Kommentar
Der Sack Reis in China

Christian Marold
RZ-Chefredakteur

Der berühmte Sack Reis in China ist zum Symbolbild dafür geworden, dass etwas völlig Unwichtiges und Banales passiert ist und dies teilweise auch noch medial gepusht wurde. Hier ein sehr einfaches Beispiel: Die Sonne geht derzeit etwa zehn Minuten später auf als noch vor drei Wochen. Als Vergleich sagt man dann oft: „Und in China ist gerade ein Sack Reis umgefallen.“ Dies verwendet man also, wenn etwas völlig unwichtig erscheint. Eine Information ohne wirklichen Mehrwert.

Warum ist aber der Sack Reis in China derzeit doch recht interessant? Es hat etwas mit der Globalisierung zu tun. Mit dem weltweiten Handel, der Produktion und ganz ausschlaggebend mit der Abhängigkeit von China. Nach den vielen Lockdowns und Abriegelungen von der Außenwelt im letzten Jahr und teilweise noch Anfang 2021 sind einige große Häfen in China nach wie vor überfüllt mit bestellten Waren und Rohstoffen. Diese liegen zwar bereit, aber die Containerschiffe weltweit können diese Ware nicht so schnell abholen und zuliefern. Das ist eine Kettenreaktion, die sich global ausgewirkt hat und noch anhält. Manche Großkonzerne müssen zwangsweise in Kurzarbeit, nicht weil die Aufträge fehlen, sondern Einzelteile für die Gesamtproduktion. Das spüren auch Vorarlberger Unternehmen.

China ist einer der größten Chip-Hersteller und die elektronischen Endgeräte benötigen immer mehr und immer leistungsstärkere Computerchips. Durch den aktuellen Handelsstreit zwischen China und den USA kommt es zu enormen Engpässen und so mussten viele Konzerne, die von der Chipzulieferung abhängig sind, Produktionsstätten schließen. Der Bau alternativer Werke in anderen Ländern dauert oft zu lange, da ein Werk für die Chipproduktion die höchsten Anforderungen erfüllen muss, damit später bei der Chipproduktion alles steril abläuft. Ein komplexes Unterfangen und vor allem zeit- und kostenaufwendig.

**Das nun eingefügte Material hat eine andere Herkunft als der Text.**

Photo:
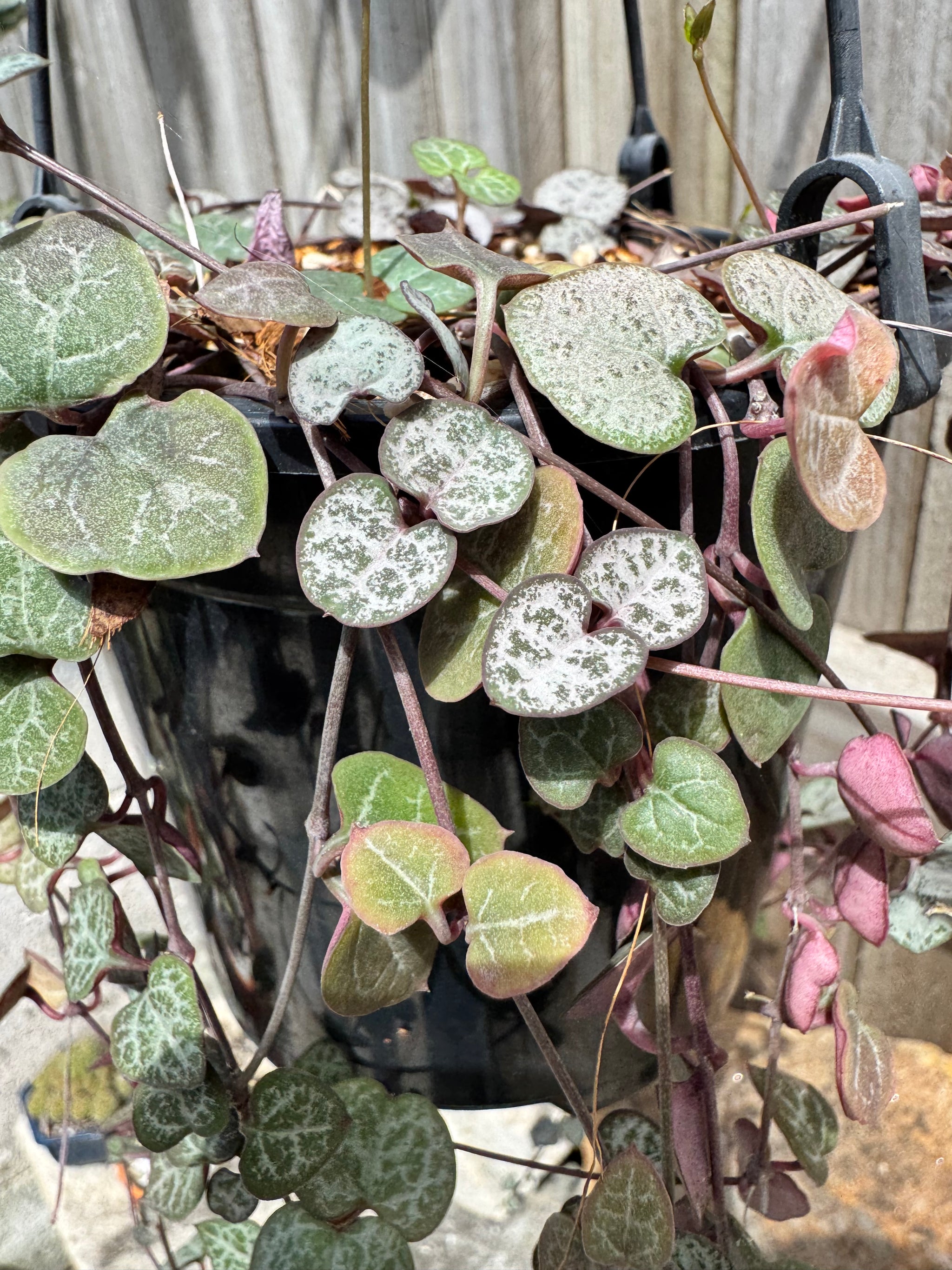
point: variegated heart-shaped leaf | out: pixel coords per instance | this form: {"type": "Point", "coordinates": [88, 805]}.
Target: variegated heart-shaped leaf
{"type": "Point", "coordinates": [650, 581]}
{"type": "Point", "coordinates": [295, 1124]}
{"type": "Point", "coordinates": [158, 1037]}
{"type": "Point", "coordinates": [544, 536]}
{"type": "Point", "coordinates": [628, 1220]}
{"type": "Point", "coordinates": [563, 758]}
{"type": "Point", "coordinates": [42, 728]}
{"type": "Point", "coordinates": [791, 536]}
{"type": "Point", "coordinates": [460, 464]}
{"type": "Point", "coordinates": [691, 813]}
{"type": "Point", "coordinates": [358, 357]}
{"type": "Point", "coordinates": [82, 314]}
{"type": "Point", "coordinates": [266, 290]}
{"type": "Point", "coordinates": [399, 871]}
{"type": "Point", "coordinates": [527, 920]}
{"type": "Point", "coordinates": [760, 720]}
{"type": "Point", "coordinates": [55, 821]}
{"type": "Point", "coordinates": [165, 489]}
{"type": "Point", "coordinates": [607, 346]}
{"type": "Point", "coordinates": [365, 971]}
{"type": "Point", "coordinates": [540, 658]}
{"type": "Point", "coordinates": [681, 894]}
{"type": "Point", "coordinates": [358, 559]}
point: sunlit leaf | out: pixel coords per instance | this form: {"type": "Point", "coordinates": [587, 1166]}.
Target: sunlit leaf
{"type": "Point", "coordinates": [82, 313]}
{"type": "Point", "coordinates": [527, 920]}
{"type": "Point", "coordinates": [691, 813]}
{"type": "Point", "coordinates": [358, 559]}
{"type": "Point", "coordinates": [762, 722]}
{"type": "Point", "coordinates": [540, 659]}
{"type": "Point", "coordinates": [358, 357]}
{"type": "Point", "coordinates": [158, 1037]}
{"type": "Point", "coordinates": [165, 489]}
{"type": "Point", "coordinates": [542, 538]}
{"type": "Point", "coordinates": [791, 536]}
{"type": "Point", "coordinates": [607, 346]}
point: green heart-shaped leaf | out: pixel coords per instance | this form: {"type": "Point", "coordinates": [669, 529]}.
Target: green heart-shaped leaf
{"type": "Point", "coordinates": [681, 894]}
{"type": "Point", "coordinates": [791, 536]}
{"type": "Point", "coordinates": [628, 1220]}
{"type": "Point", "coordinates": [165, 489]}
{"type": "Point", "coordinates": [687, 708]}
{"type": "Point", "coordinates": [804, 1117]}
{"type": "Point", "coordinates": [596, 824]}
{"type": "Point", "coordinates": [563, 758]}
{"type": "Point", "coordinates": [82, 314]}
{"type": "Point", "coordinates": [55, 821]}
{"type": "Point", "coordinates": [42, 728]}
{"type": "Point", "coordinates": [540, 658]}
{"type": "Point", "coordinates": [375, 786]}
{"type": "Point", "coordinates": [399, 871]}
{"type": "Point", "coordinates": [163, 1118]}
{"type": "Point", "coordinates": [542, 538]}
{"type": "Point", "coordinates": [158, 1037]}
{"type": "Point", "coordinates": [295, 1124]}
{"type": "Point", "coordinates": [266, 290]}
{"type": "Point", "coordinates": [607, 346]}
{"type": "Point", "coordinates": [358, 357]}
{"type": "Point", "coordinates": [464, 468]}
{"type": "Point", "coordinates": [365, 971]}
{"type": "Point", "coordinates": [360, 562]}
{"type": "Point", "coordinates": [527, 920]}
{"type": "Point", "coordinates": [691, 813]}
{"type": "Point", "coordinates": [294, 1240]}
{"type": "Point", "coordinates": [763, 720]}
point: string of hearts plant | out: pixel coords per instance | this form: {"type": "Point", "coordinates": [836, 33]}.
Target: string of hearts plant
{"type": "Point", "coordinates": [482, 526]}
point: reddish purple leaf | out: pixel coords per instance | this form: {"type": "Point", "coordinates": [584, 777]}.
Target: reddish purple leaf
{"type": "Point", "coordinates": [270, 240]}
{"type": "Point", "coordinates": [878, 785]}
{"type": "Point", "coordinates": [865, 1076]}
{"type": "Point", "coordinates": [861, 887]}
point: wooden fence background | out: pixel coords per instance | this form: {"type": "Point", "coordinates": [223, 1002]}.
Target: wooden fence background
{"type": "Point", "coordinates": [264, 93]}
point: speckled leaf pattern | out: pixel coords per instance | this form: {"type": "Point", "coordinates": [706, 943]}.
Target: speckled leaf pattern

China möchte in den kommenden Jahren den Anteil an Kohlekraftwerken stark reduzieren. Erneuerbare Energiequellen sollen die Alternative werden. Das Problem, das dabei entsteht, ist der enorme Energiebedarf, den die Chinesen für das alltägliche Leben und die industrielle Produktion benötigen. Dabei entstehen jetzt schon sogenannte Energielöcher - besser bekannt als Blackouts. Gibt es solche, dann steht erst einmal alles still. Und wieder entstehen Kettenreaktionen.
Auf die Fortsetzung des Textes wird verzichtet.